The .proto files are the documentation everyone is looking for.

corentin88 2 years ago |

Interesting fact: the first commit is 2 years old and is entitled "Boilerplate for new Google open source project".

Either they rewrite git history or it took about 2 years to get approval on making this repo public.

j2kun 2 years ago | |

The code has an internal analogue, and the tooling lets you choose whether to export the entire git history or squash it. They may have chosen the former, in which case it could just be 2 years to migrate and rework the code to be ready for open sourcing. In that time I imagine there were four reorgs and countless priority shifts :)

spankalee 2 years ago | |

If you know you want to open source a project eventually, it's easier if you start it in the open source part of the internal repo with all the licensing and headers in place. Open sourcing existing code is harder because you need to review that it hasn't used something that can't be opened.

So probably they just started the project two years ago, had aspiration to open source, and finally just did now. Some teams might publish earlier, some like to wait until it's had enough internal usage to prove it out.

progval 2 years ago | |

FWIW they had already pushed that commit four months ago: https://archive.softwareheritage.org/browse/snapshot/bd01717...

hiddencost 2 years ago | |

That could be the template it was cloned from

thfuran 2 years ago | |

Now that's bureaucracy.

numpad0 2 years ago | | |

I'd agree if last commit was 2 years ago.

0x6461188A 2 years ago |

How is this usable. I see no documentation. There is a docs folder but all it contains is a code of conduct.

mathisfun123 2 years ago | |

I'm not trying to be snarky but have you considered reading the code? Like I'll be honest I can't remember the last time I looked at docs at all instead of reading the code itself.

n3150n 2 years ago | | |

Are you for real? I'm also not trying to be snarky but...

8360 unique lines scattered across more than 100 files. Good luck deciphering that in a single day!

By the way, the first issue in the repo is a "Request for a more verbose README", which I agree with.

otteromkram 2 years ago | |

This header file has lots of commentary.

https://github.com/google/graph-mining/blob/main/in_memory/c...

This, too:

https://github.com/google/graph-mining/blob/main/in_memory/s...

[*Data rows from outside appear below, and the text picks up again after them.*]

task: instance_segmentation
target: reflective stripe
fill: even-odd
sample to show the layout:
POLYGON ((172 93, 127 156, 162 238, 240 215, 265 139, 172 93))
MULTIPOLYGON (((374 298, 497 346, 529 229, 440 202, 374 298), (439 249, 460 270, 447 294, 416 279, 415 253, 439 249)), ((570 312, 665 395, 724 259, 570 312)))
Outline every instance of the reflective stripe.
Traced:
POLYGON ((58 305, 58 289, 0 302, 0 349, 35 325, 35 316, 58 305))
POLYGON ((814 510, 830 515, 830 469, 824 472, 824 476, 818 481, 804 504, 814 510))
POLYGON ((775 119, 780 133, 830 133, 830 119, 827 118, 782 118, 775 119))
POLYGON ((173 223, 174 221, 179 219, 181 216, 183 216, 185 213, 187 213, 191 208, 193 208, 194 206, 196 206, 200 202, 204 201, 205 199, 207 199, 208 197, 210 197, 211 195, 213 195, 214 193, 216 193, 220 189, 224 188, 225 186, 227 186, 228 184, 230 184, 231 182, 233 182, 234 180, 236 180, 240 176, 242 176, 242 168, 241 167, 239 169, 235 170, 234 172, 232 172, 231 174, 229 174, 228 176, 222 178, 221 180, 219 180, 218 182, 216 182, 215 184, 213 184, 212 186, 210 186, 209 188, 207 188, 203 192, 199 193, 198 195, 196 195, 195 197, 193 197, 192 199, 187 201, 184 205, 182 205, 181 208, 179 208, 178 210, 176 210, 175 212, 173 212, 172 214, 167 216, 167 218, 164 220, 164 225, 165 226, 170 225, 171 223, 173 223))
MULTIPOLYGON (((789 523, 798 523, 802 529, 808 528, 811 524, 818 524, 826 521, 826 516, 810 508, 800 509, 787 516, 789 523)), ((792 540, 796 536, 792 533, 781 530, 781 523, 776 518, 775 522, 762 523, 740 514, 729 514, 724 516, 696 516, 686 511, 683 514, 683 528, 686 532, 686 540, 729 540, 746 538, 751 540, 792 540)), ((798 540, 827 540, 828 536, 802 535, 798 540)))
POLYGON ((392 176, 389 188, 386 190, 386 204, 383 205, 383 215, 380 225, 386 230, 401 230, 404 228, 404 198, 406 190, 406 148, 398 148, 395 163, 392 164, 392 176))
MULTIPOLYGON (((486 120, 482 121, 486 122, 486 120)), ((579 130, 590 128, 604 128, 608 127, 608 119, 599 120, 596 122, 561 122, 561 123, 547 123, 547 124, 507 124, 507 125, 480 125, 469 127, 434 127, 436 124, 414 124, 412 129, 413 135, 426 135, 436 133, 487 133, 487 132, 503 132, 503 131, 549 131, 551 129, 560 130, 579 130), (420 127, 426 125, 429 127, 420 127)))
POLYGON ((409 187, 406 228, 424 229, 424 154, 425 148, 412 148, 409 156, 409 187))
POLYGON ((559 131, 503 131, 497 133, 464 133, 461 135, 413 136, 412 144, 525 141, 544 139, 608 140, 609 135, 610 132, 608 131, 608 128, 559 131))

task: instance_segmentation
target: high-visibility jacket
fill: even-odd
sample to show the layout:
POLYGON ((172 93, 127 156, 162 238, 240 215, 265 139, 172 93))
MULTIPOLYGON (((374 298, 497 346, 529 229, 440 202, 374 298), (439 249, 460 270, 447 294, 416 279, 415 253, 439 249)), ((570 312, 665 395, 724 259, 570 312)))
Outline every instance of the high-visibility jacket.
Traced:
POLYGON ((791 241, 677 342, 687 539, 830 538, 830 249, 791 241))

Same with most of the other files.

How is it usable? It's usable if you want to find date within lots and lots of data efficiently. That's kinda Google's thing. :-D

PaulHoule 2 years ago |

Towards the end of my relationship with a business partner, he was really impressed with a graph processing library released by Intel (because it was Intel), while my thoughts were "ho hum, this looks like it was done by a student" (like a student who got a C-, not a A student) and thought about how much I liked my really crude graph processing scripts in Pig that were crazy fast because they used compressed data structures and well-chosen algorithms.